Consider the case of a binary parameter \theta \in \{ 0, 1\}. We have the prior distribution \pi (\theta ) that satisfies \pi (0)=p and \pi (1)=1-p, for some 0 \leq p \leq 1. Then, we observe X_1, \ldots, X_ n with corresponding conditional likelihood function L(X_1, \ldots , X_ n | \theta ) that is positive for both \theta =0 and \theta =1. Which of the following statements about the posterior distribution \pi (\theta |X_1, \ldots , X_ n) is true? (Choose all that apply.)
If p=0, then the posterior distribution will be identical to the prior distribution.
If p=1, then the posterior distribution will be identical to the prior distribution.
If p < \frac{1}{2}, then in the posterior distribution, \pi (\theta =0|X_1, \ldots , X_ n) \leq \pi (\theta =1|X_1, \ldots , X_ n) will necessarily be true.
If p > \frac{1}{2}, then in the posterior distribution, \pi (\theta =0|X_1, \ldots , X_ n) \geq \pi (\theta =1|X_1, \ldots , X_ n) will necessarily be true.
The posterior distribution $\pi(\theta|X_1,\ldots,X_n)$ is proportional to the product of the prior distribution $\pi(\theta)$ and the likelihood function $L(X_1,\ldots,X_n|\theta)$. Let's consider each statement separately:
1) If $p=0$, then the prior distribution is $\pi(0)=0$ and $\pi(1)=1$. In this case, the likelihood function $L(X_1,\ldots,X_n|\theta)$ will not change the posterior, as any non-zero probability multiplied by 0 will still be 0. Therefore, the posterior distribution will be identical to the prior distribution.
2) If $p=1$, then the prior distribution is $\pi(0)=1$ and $\pi(1)=0$. Again, the likelihood function will not change the posterior, as any non-zero probability multiplied by 0 will still be 0. So the posterior distribution will be identical to the prior distribution.
3) If $p<\frac{1}{2}$, then $\pi(\theta=0|X_1,\ldots,X_n) \leq \pi(\theta=1|X_1,\ldots,X_n)$ is not necessarily true.

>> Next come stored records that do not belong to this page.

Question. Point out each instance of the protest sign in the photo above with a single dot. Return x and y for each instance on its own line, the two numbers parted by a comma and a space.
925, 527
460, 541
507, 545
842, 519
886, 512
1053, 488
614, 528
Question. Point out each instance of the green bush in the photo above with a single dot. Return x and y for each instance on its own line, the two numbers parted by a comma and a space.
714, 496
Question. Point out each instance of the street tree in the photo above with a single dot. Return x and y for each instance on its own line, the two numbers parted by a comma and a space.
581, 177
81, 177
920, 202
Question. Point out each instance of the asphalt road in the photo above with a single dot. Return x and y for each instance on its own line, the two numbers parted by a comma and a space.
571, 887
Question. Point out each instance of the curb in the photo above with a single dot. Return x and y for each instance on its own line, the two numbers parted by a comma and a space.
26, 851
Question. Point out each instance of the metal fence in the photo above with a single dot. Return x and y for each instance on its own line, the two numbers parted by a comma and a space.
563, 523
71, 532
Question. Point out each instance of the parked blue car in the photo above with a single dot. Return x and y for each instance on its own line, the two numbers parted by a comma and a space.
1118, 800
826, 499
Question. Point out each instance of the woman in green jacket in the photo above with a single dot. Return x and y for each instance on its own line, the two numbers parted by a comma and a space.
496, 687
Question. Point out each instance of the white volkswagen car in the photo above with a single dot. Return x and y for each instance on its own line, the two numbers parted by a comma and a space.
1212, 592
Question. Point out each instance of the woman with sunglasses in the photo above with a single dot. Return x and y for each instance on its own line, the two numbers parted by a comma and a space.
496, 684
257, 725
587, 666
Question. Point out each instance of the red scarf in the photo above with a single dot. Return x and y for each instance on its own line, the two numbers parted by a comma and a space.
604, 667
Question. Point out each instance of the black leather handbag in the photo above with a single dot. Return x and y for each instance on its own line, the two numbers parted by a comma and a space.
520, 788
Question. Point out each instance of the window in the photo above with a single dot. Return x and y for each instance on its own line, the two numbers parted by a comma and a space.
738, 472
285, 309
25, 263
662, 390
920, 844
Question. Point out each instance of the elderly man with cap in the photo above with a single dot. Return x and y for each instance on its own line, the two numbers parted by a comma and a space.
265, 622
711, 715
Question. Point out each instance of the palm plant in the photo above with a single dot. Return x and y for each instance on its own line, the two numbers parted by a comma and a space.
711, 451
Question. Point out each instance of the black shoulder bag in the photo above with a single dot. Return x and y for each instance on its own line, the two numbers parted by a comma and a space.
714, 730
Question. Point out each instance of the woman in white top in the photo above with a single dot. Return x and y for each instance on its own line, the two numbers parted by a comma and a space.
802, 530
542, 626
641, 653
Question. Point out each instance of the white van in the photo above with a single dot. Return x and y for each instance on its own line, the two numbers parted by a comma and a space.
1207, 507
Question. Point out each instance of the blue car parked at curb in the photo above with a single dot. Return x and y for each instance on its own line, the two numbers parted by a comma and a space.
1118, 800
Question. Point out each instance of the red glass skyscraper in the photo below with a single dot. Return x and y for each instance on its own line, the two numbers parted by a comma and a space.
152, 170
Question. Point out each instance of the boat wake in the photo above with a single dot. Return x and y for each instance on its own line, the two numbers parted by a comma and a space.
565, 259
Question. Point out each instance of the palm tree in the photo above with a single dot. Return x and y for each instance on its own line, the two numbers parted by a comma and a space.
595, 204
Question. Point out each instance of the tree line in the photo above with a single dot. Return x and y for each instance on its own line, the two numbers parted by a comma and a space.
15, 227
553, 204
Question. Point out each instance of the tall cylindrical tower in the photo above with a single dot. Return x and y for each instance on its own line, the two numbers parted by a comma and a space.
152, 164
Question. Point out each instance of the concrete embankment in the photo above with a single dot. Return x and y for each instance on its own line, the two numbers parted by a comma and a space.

The posterior distribution depends on both the prior and the likelihood function, so it is possible for the likelihood to favor $\theta=0$ over $\theta=1$ even if $p<\frac{1}{2}$.
4) If $p>\frac{1}{2}$, then $\pi(\theta=0|X_1,\ldots,X_n) \geq \pi(\theta=1|X_1,\ldots,X_n)$ is not necessarily true. The posterior distribution depends on both the prior and the likelihood function, so it is possible for the likelihood to favor $\theta=1$ over $\theta=0$ even if $p>\frac{1}{2}$.
Therefore, the correct statements are:
- If $p=0$, then the posterior distribution will be identical to the prior distribution.
- If $p=1$, then the posterior distribution will be identical to the prior distribution.
To understand which statements about the posterior distribution are true, we need to use Bayes' theorem. Bayes' theorem states that the posterior distribution is proportional to the product of the prior distribution and the likelihood function. In this case, we have a binary parameter, so our posterior distribution will have two components, one for each possible value of \theta.
Let's break down the statements one by one:
1. If p=0, then the prior distribution is \pi (\theta =0) = 0 and \pi (\theta =1) = 1. In this case, the prior distribution assigns all probability mass to \theta = 1. When we apply Bayes' theorem, the likelihood function will determine the posterior distribution, so the statement is false. The posterior distribution will not be identical to the prior distribution.
2. If p=1, then the prior distribution is \pi (\theta =0) = 1 and \pi (\theta =1) = 0. Similar to the previous case, the prior distribution assigns all probability mass to \theta = 0. When we apply Bayes' theorem, the likelihood function will determine the posterior distribution, so the statement is false. The posterior distribution will not be identical to the prior distribution.
3. If p < \frac{1}{2}, then the prior distribution assigns a higher probability to \theta = 1 compared to \theta = 0. When we apply Bayes' theorem, the likelihood function will contribute more to the posterior distribution, especially if it strongly supports \theta = 1. Therefore, it is possible that \pi (\theta =0|X_1, \ldots , X_ n) \leq \pi (\theta =1|X_1, \ldots , X_ n), but it is not necessarily true. The statement is not always true.
4. If p > \frac{1}{2}, then the prior distribution assigns a higher probability to \theta = 0 compared to \theta = 1. When we apply Bayes' theorem, the likelihood function will contribute more to the posterior distribution, especially if it strongly supports \theta = 0. Therefore, it is possible that \pi (\theta =0|X_1, \ldots , X_ n) \geq \pi (\theta =1|X_1, \ldots , X_ n), but it is not necessarily true. The statement is not always true.
To summarize, statements 1 and 2 are false, while statements 3 and 4 are not necessarily true.